Submitted to: Proceedings of SPIE
Publication Type: Proceedings
Publication Acceptance Date: 10/5/2009
Publication Date: 10/20/2009
Citation: Corp, L.A., Middleton, E.M., Campbell, P.K., Huemmrich, K.F., Cheng, Y.B., Daughtry, C.S. 2009. Remote sensing techniques to monitor nitrogen-driven carbon dynamics in field corn. Proceedings of Society Photo-optical and Instrumental Engineering Proceddings. 2009 CDROM. Interpretive Summary:
Technical Abstract: Vegetation change is the primary indicator of the present and future ecological status of the globe. Nitrogen (N) is involved in photochemical processes and is one of the primary resources regulating plant growth. As a result, biological carbon (C) sequestration is driven by N availability. Large scale monitoring of photosynthetic processes are currently possible only with remote sensing systems that rely heavily on passive reflectance (R) information.

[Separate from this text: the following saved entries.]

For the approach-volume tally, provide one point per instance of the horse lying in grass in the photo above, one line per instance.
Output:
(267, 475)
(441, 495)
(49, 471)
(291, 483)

Unlike reflectance, fluorescence (F) emitted from chlorophyll is directly related to photochemical reactions and has been extensively used for the elucidation of the photosynthetic pathways. Recent advances in passive fluorescence instrumentation have made the remote acquisition of solar-induced fluorescence possible. The goal of this effort is to evaluate existing reflectance and emerging fluorescence methodologies for determining vegetation parameters related to photosynthetic function and carbon sequestration dynamics in plants. Field corn N treatment levels of 280, 140, 70, and 0 kg N / ha were sampled from an intensive test site for a multi-disciplinary project entitled Optimizing Production Inputs for Economic and Environmental Enhancement (OPE). Aircraft, near-ground, and leaf-level measurements were used to compare and contrast treatment effects within this experiment site assessed with both reflectance and fluorescence approaches. A number of spectral indices including but not limited to the R derivative index D730/D705, the normalized difference of R750 vs. R705, and simple ratio R800/R750 differentiated three of the four N fertilization rates and yielded high correlations to the carbon parameters C:N, light use efficiency, and grain yield. These results advocate the application of hyperspectral sensors for remotely monitoring carbon cycle dynamics in terrestrial ecosystems.